Not necessarily! Only about 5% of tsetse carry the trypanosomes that cause trypanosomiaisis and, in the case of human sleeping sickness, the infection rate is probably less than 0.1% (Tarimo et al., 1985; Woolhouse et al., 1993). Moreover, even a bite from an infected fly will not necessarily lead to disease (Rogers, 1988). Thus most bites from tsetse are not dangerous.

However, for livestock living continuously in tsetse infested areas this is no consolation. If an ox receives just 10 bites a day, then over a month they will probably receive, on average, about 10 infective bites and so most cattle will be infected repeatedly every month. Many cattle in tsetse infested areas receive hundreds of bites a day and thus this game of 'Russian roulette' has very poor odds indeed.

References
Rogers, D.J. (1988). A general model for the African trypanosomiases. Parasitology 97, 193-212.
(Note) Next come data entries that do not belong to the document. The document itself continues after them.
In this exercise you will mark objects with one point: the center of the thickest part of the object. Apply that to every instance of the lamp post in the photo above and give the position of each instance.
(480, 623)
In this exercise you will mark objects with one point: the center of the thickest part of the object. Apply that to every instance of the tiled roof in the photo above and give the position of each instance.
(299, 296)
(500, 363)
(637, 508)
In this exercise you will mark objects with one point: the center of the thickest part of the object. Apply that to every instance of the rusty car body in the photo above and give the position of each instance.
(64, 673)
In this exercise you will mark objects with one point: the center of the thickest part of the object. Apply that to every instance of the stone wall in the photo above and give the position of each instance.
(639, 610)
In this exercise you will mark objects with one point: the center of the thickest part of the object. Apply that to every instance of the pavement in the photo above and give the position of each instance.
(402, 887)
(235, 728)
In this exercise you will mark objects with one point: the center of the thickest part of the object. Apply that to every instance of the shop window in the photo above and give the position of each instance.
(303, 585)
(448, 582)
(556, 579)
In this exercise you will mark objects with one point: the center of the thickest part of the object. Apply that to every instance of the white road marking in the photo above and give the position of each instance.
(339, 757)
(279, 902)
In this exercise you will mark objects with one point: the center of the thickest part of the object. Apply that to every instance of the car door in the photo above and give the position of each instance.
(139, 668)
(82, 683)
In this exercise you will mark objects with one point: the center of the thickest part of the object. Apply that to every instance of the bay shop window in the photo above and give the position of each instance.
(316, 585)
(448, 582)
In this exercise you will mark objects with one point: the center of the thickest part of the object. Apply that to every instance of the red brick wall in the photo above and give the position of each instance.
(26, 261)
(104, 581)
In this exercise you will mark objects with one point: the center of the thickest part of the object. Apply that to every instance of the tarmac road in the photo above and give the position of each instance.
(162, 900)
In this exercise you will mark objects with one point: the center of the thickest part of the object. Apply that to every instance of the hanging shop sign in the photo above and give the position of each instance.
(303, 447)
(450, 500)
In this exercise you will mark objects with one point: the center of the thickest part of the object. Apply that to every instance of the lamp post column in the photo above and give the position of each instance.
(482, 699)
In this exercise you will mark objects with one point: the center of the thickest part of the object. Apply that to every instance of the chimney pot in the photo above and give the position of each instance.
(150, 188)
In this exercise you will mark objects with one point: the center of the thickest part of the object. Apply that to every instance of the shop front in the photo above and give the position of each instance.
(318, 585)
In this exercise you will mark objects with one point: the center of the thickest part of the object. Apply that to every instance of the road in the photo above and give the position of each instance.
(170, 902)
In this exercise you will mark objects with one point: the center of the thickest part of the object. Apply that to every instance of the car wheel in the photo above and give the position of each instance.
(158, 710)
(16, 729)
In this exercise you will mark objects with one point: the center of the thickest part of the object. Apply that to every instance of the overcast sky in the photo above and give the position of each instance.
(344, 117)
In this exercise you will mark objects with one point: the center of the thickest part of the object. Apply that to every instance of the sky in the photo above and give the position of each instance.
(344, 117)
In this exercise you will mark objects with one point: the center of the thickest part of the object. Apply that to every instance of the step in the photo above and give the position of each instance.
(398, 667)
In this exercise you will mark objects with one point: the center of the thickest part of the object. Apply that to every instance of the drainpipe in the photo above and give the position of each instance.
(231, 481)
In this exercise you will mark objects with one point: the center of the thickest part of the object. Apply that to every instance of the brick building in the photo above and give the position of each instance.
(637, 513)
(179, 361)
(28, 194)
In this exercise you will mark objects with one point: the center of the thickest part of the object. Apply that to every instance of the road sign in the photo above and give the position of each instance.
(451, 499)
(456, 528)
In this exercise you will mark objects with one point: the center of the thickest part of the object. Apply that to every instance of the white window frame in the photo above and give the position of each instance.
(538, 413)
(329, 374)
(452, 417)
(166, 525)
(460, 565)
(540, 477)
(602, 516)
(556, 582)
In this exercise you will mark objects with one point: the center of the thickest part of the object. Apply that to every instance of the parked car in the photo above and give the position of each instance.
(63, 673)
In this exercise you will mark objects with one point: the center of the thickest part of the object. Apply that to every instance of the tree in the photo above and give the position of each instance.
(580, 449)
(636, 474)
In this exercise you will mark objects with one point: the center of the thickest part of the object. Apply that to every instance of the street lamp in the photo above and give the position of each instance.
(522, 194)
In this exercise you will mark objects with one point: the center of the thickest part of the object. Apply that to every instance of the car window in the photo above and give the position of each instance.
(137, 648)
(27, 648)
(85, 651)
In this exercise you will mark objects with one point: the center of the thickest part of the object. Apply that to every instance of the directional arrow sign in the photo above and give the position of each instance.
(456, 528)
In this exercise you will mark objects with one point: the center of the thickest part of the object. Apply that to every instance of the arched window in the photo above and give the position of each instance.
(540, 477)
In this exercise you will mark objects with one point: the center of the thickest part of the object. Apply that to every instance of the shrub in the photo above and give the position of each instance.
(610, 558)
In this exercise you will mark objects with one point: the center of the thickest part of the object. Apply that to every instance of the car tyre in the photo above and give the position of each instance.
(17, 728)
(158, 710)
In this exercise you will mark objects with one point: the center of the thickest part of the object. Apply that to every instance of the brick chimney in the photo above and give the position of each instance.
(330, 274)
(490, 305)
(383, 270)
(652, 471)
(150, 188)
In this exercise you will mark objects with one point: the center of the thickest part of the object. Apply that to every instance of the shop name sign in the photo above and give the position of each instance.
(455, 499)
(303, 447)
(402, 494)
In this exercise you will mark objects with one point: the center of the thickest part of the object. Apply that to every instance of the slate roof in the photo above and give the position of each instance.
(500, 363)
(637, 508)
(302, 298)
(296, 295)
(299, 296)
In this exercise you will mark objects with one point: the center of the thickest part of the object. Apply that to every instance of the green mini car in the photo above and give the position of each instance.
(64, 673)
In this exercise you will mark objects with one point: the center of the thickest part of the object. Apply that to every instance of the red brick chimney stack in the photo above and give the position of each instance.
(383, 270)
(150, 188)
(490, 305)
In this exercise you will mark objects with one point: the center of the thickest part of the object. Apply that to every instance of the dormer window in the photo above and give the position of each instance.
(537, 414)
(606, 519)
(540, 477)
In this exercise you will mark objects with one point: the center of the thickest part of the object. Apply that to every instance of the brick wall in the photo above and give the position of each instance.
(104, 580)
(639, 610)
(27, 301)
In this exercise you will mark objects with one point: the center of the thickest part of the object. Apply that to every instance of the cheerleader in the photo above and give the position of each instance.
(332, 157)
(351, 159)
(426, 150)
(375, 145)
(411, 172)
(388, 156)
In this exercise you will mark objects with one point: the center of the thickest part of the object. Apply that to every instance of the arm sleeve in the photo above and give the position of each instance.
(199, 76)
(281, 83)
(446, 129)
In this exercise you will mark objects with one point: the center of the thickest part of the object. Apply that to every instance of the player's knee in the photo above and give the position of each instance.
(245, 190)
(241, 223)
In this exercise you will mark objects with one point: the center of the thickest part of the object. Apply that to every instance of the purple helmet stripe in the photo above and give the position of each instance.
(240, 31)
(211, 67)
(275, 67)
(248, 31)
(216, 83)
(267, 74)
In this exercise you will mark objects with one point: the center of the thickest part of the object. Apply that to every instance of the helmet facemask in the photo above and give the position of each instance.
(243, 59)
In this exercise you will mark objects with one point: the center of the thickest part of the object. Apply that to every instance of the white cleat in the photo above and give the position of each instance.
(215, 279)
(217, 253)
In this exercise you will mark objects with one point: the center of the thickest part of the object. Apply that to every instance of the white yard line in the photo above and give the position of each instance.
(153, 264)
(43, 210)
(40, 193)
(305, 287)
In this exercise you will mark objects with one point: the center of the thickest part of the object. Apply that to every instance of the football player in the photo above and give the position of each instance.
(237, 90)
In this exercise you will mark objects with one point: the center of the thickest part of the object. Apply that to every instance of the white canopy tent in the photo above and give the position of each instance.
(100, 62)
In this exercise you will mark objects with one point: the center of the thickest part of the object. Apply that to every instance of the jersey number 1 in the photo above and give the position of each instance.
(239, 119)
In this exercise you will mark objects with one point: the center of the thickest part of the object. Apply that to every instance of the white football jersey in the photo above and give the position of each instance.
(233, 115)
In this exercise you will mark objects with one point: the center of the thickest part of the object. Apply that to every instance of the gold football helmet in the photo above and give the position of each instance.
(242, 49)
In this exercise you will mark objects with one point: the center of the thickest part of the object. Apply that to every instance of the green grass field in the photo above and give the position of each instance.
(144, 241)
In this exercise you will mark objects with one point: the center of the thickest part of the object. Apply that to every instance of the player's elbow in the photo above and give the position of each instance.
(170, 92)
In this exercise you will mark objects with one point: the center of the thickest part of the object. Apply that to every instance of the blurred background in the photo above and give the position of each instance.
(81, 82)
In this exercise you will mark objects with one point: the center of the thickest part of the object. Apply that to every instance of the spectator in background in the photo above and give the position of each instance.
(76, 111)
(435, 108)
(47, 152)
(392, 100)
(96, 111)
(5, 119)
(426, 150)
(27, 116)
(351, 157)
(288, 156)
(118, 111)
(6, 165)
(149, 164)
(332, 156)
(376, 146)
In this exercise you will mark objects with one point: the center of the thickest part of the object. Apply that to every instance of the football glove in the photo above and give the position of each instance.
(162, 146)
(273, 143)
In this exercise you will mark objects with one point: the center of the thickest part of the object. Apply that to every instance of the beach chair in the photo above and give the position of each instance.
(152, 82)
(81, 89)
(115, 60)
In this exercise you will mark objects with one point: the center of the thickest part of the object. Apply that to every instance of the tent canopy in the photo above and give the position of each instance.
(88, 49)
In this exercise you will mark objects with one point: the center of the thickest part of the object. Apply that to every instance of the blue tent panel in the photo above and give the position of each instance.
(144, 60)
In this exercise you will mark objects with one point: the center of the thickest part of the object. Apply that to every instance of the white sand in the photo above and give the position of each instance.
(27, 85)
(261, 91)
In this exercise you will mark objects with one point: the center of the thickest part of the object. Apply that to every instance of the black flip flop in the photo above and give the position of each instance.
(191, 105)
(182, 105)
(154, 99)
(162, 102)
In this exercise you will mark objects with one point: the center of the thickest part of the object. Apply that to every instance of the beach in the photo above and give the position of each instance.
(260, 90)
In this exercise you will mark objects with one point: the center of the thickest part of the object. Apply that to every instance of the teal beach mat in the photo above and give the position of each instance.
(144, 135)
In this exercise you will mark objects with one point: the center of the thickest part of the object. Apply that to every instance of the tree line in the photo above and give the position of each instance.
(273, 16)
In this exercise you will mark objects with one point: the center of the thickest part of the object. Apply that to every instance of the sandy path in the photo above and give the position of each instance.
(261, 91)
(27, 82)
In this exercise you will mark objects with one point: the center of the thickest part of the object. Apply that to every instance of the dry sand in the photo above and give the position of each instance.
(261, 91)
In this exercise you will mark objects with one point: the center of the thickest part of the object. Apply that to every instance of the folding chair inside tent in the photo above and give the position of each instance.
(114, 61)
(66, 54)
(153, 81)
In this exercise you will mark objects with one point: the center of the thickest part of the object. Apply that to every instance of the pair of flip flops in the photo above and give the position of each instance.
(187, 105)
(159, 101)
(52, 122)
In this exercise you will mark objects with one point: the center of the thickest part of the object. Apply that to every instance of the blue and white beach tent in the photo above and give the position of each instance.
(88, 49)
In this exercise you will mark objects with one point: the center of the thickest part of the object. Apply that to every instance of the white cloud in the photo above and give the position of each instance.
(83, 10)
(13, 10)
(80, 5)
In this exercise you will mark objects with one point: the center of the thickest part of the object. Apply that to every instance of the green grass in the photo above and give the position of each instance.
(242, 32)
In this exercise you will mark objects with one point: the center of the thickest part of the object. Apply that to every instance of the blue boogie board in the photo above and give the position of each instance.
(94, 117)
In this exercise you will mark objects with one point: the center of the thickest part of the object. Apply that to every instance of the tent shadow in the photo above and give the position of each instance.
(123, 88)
Tarimo, S.A., Snow, F.W., Butler, L. & Dransfield, R. (1985). The probability of tsetse acquiring trypanosome infection from single blood meal in different localities in Kenya. Acta Tropica 42, 199-207.

Woolhouse, M.E.J., Hargrove, J.W. & McNamara, J.J. (1993) Epidemiology of trypanosome infestations of the tsetse fly Glossina pallidipes in the Zambezi Valley. Parasitology 106, 479-485.